The post below is from Amy Thomson, the Producer of the Legal Talk Network (i.e., no, I am not starting to write posts in the third person). Enjoy.
Chad Burton, founder of the virtual-law-firm Burton Law, was recently invited to be a guest on The Legal Toolkit. Host Jared Correia was interested to hear more about Burton’s work with the virtual services he employs in his law firm. Burton finds them to be economical, easy, and effective. The Legal Toolkit is a Legal Talk Network program which invites experienced and forward-thinking lawyers to share a certain service, idea, or program, that they use in their practice, with their peers. Burton has found that going virtual has allowed him to better serve his clients with the best possible service and the lowest possible prices.
Listen here: Virtual Staffing: Implementation and Management
Burton Law uses virtual staffing to manage its phones, accounting, online documents, and secure delivery of email services. “What happens when you jump into this virtual staff world,” he explains, “is you are creating a different relationship with those you are working with.” You can pay by the hour, for example, allowing you to scale the work down to exactly what you need.

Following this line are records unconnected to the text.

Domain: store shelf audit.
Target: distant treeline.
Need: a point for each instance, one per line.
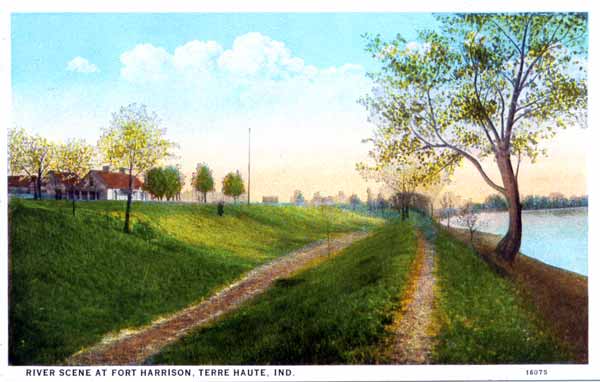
(534, 202)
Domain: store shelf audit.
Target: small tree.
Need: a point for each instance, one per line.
(233, 185)
(204, 182)
(354, 201)
(155, 183)
(31, 155)
(173, 182)
(134, 141)
(75, 159)
(469, 218)
(447, 204)
(381, 203)
(298, 198)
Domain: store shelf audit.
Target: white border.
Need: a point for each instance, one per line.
(320, 373)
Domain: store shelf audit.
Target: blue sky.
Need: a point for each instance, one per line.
(43, 43)
(293, 78)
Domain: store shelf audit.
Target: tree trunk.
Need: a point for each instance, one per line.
(128, 208)
(509, 246)
(38, 185)
(73, 192)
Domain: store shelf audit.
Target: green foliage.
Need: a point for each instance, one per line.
(233, 185)
(483, 84)
(203, 180)
(173, 181)
(30, 155)
(164, 182)
(75, 158)
(134, 140)
(154, 182)
(483, 320)
(335, 313)
(77, 278)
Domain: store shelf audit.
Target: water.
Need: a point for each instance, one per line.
(557, 237)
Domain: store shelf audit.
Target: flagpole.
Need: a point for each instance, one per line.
(249, 130)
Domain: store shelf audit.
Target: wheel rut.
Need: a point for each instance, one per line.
(412, 342)
(133, 347)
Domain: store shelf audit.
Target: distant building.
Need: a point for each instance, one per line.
(270, 200)
(341, 198)
(60, 185)
(21, 186)
(107, 185)
(297, 198)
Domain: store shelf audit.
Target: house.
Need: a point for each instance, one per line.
(108, 185)
(61, 185)
(270, 200)
(21, 186)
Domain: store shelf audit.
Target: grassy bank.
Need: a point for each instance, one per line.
(334, 313)
(558, 296)
(483, 317)
(74, 279)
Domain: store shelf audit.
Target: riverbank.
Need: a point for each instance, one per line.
(559, 296)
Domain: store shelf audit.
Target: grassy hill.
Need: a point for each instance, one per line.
(334, 313)
(74, 279)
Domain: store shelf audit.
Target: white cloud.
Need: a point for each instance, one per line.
(257, 54)
(252, 56)
(81, 65)
(145, 63)
(418, 47)
(256, 75)
(199, 55)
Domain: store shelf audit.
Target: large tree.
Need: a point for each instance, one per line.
(31, 155)
(74, 160)
(203, 180)
(482, 85)
(134, 141)
(233, 185)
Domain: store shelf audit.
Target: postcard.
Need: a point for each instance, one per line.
(298, 192)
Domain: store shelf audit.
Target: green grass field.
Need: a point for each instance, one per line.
(334, 313)
(482, 317)
(74, 279)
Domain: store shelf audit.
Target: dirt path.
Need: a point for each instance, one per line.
(133, 347)
(412, 343)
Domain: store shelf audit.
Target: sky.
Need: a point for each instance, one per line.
(294, 79)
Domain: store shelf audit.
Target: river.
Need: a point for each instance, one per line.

“It makes sense from a financial perspective,” Correia says, “how about from a workflow perspective?” Burton had a myriad of ways to maintain workflow with virtual staff. Video conferencing is a good way to keep all team members, on-site and virtual, connected. Especially when a process or aspect of the company changes, it’s good to schedule a conference. A screen share is an easy way to demonstrate new programs or tasks. “We also get together in person,” Burton says, “Just because we have this virtual label, [getting together] is still incredibly important.” These meetings don’t have to be formal. Burton Law has a package of tickets to the Dayton Dragons baseball games. This is a fun, informal way to get the virtual office together.

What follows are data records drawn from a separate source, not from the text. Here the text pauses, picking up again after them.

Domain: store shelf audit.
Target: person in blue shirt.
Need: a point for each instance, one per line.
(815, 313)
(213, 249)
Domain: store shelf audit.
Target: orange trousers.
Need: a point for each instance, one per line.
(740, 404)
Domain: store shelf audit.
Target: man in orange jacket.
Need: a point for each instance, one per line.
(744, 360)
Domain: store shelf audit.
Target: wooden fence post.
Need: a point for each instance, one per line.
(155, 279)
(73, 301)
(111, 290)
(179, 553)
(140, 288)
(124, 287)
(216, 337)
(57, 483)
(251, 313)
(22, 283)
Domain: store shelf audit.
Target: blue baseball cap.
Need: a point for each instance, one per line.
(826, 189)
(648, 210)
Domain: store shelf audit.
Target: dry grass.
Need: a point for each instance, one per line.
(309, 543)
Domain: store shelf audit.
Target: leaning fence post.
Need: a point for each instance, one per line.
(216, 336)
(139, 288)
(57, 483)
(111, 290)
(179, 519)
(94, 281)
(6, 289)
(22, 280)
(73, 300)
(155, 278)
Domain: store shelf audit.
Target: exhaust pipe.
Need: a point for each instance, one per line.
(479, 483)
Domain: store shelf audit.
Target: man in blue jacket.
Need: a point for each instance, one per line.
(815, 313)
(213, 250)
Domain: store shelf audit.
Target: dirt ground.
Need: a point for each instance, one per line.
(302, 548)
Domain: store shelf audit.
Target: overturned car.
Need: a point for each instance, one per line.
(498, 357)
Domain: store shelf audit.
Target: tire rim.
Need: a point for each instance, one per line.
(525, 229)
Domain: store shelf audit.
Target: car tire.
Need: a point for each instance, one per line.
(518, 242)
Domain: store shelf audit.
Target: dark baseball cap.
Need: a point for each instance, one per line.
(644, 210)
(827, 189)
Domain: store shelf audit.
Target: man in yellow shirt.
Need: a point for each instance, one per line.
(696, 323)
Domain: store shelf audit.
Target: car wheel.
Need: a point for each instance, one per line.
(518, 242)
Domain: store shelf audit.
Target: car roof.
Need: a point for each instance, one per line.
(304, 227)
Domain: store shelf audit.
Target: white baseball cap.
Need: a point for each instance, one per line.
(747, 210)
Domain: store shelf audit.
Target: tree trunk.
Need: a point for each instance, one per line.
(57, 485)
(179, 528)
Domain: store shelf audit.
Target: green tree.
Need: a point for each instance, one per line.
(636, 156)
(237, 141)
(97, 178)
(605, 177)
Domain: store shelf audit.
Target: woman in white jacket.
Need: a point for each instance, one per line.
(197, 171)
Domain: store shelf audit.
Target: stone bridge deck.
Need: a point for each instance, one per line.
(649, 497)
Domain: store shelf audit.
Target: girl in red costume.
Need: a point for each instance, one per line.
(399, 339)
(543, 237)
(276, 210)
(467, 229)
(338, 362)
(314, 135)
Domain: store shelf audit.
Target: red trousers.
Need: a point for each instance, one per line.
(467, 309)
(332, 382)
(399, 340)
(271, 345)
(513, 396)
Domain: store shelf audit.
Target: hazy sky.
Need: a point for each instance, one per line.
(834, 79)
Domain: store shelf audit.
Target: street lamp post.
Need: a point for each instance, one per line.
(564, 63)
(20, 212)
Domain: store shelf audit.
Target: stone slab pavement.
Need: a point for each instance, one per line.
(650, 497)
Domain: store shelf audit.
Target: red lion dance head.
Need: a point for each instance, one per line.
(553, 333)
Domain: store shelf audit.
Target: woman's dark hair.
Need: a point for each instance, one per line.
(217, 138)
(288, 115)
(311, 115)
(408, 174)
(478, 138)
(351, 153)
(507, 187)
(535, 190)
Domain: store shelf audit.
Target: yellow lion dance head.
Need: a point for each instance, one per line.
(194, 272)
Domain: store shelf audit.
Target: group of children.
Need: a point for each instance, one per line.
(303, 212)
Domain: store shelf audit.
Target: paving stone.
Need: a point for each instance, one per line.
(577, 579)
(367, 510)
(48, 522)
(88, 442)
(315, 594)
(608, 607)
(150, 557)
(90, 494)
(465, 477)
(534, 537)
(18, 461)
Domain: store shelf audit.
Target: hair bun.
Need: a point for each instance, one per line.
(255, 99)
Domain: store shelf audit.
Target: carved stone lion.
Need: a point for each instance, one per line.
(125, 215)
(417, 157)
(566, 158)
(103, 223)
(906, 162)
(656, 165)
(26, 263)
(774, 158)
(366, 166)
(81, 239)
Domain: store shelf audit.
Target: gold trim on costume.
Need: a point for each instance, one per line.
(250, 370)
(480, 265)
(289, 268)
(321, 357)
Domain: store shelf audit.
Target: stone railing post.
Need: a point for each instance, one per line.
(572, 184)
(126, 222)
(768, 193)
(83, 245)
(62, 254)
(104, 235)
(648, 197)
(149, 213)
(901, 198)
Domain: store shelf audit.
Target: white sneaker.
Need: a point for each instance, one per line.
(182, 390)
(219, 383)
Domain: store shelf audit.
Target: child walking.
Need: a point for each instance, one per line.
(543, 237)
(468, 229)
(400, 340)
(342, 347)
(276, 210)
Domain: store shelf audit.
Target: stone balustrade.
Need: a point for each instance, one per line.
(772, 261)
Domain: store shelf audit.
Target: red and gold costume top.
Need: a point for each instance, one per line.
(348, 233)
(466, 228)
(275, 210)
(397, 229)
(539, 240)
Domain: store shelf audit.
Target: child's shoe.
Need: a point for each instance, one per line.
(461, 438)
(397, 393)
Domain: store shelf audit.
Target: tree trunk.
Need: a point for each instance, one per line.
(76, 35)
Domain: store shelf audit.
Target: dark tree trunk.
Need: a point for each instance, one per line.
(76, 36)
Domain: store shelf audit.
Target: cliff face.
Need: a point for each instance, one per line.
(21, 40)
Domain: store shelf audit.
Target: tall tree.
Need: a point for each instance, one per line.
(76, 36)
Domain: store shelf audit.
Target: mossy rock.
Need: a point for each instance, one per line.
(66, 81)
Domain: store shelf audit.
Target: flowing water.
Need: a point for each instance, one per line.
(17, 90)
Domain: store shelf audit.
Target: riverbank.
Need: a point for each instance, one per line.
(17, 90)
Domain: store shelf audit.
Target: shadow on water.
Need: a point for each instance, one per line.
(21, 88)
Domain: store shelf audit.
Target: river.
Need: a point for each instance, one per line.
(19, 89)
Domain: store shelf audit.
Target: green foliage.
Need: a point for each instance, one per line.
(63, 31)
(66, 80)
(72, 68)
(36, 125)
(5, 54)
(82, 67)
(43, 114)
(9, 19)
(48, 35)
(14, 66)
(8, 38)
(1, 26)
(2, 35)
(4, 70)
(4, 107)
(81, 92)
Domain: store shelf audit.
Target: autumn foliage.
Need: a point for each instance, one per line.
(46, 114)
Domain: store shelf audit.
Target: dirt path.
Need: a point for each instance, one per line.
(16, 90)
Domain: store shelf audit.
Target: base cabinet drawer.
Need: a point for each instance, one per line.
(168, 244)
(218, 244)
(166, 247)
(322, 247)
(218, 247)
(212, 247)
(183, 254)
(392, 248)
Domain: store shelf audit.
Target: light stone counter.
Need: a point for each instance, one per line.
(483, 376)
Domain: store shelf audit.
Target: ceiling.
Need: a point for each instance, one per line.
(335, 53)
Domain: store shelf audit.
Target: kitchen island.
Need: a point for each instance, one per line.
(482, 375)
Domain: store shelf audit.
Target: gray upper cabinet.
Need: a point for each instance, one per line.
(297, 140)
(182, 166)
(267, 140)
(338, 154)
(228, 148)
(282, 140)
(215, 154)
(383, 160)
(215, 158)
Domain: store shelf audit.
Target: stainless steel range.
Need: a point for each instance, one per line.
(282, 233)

“There are a lot of creative ways to do it,” Burton says, “To still create the collaborative environment and a culture that is productive, even though it’s a ‘virtual arrangement.’”
The host wrapped up the interview with a more general question: “What would you say to those attorneys and law firms who see some of the advantages of virtualization, but they’re just not quite ready to take the next step?” he asks. Burton recommends to start by doing a general overview of your practice and start looking for the challenges. Burton’s initial issue was bringing all the paperwork he needed on vacation with his family. He looked into cloud based solutions, and found something that allowed him to be more mobile, with less paper, and address the challenge. “You think, look if I could change this, what would I do?” Burton says, “and then you find what’s out there.” Start doing the research because chances are there is a solution to the problem. When you turn your practice into your best practice, your clients will notice. “You don’t have to become a ‘virtual practice.’” Burton says, “but if that makes it easier on you, you’ll be able to serve your clients better.”